Ionic liquid catalyst helps turn emissions into fuel

University of Illinois chemical and biological engineering professor Paul Kenis and his research group joined forces with researchers at Dioxide Materials, a startup company, to produce a catalyst that improves artificial photosynthesis. The company, in the university Research Park, was founded by retired chemical engineering professor Richard Masel. The team reported their results in the journal Science.

Artificial photosynthesis is the process of converting carbon dioxide gas into useful carbon-based chemicals, most notably fuel or other compounds usually derived from petroleum, as an alternative to extracting them from biomass.

In plants, photosynthesis uses solar energy to convert carbon dioxide (CO2) and water to sugars and other hydrocarbons. Biofuels are refined from sugars extracted from crops such as corn. However, in artificial photosynthesis, an electrochemical cell uses energy from a solar collector or a wind turbine to convert CO2 to simple carbon fuels such as formic acid or methanol, which are further refined to make ethanol and other fuels.

“The key advantage is that there is no competition with the food supply,” said Masel, a co-principal investigator of the paper and CEO of Dioxide Materials, “and it is a lot cheaper to transmit electricity than it is to ship biomass to a refinery.”
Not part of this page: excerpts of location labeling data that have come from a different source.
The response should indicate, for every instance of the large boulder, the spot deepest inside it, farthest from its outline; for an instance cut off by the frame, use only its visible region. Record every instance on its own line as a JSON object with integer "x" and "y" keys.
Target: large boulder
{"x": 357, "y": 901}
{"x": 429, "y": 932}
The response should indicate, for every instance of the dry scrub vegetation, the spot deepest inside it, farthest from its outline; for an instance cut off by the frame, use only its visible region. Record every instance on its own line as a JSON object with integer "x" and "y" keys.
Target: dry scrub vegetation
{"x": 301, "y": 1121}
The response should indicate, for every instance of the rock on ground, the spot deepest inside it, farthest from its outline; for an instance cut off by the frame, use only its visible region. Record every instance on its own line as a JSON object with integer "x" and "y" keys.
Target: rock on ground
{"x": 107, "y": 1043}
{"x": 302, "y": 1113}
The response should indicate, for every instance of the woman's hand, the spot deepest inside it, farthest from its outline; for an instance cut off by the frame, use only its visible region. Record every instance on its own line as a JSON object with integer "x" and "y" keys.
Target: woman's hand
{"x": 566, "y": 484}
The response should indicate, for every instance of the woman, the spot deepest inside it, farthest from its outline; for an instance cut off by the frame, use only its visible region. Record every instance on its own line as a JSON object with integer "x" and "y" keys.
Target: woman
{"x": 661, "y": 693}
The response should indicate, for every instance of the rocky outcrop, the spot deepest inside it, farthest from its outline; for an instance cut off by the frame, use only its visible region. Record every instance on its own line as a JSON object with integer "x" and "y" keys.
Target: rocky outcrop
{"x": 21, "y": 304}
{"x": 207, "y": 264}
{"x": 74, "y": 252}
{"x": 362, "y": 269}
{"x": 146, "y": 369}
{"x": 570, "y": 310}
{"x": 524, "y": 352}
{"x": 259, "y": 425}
However, one big hurdle has kept artificial photosynthesis from vaulting into the mainstream: The first step to making fuel, turning carbon dioxide into carbon monoxide, is too energy intensive. It requires so much electricity to drive this first reaction that more energy is used to produce the fuel than can be stored in the fuel.

The Illinois group used a novel approach involving an ionic liquid to catalyze the reaction, greatly reducing the energy required to drive the process. The ionic liquids stabilize the intermediates in the reaction so that less electricity is needed to complete the conversion.

The researchers used an electrochemical cell as a flow reactor, separating the gaseous CO2 input and oxygen output from the liquid electrolyte catalyst with gas-diffusion electrodes. The cell design allowed the researchers to fine-tune the composition of the electrolyte stream to improve reaction kinetics, including adding ionic liquids as a co-catalyst.

“It lowers the overpotential for CO2 reduction tremendously,” said Kenis, who is also a professor of mechanical science and engineering and affiliated with the Beckman Institute for Advanced Science and Technology. “Therefore, a much lower potential has to be applied. Applying a much lower potential corresponds to consuming less energy to drive the process.”

Next, the researchers hope to tackle the problem of throughput. To make their technology useful for commercial applications, they need to speed up the reaction and maximize conversion.

“More work is needed, but this research brings us a significant step closer to reducing our dependence on fossil fuels while simultaneously reducing CO2 emissions that are linked to unwanted climate change,” Kenis said.

Graduate students Brian Rosen, Michael Thorson, Wei Zhu and Devin Whipple and postdoctoral researcher Amin Salehi-Khojin were co-authors of the paper. The U.S. Department of Energy supported this work.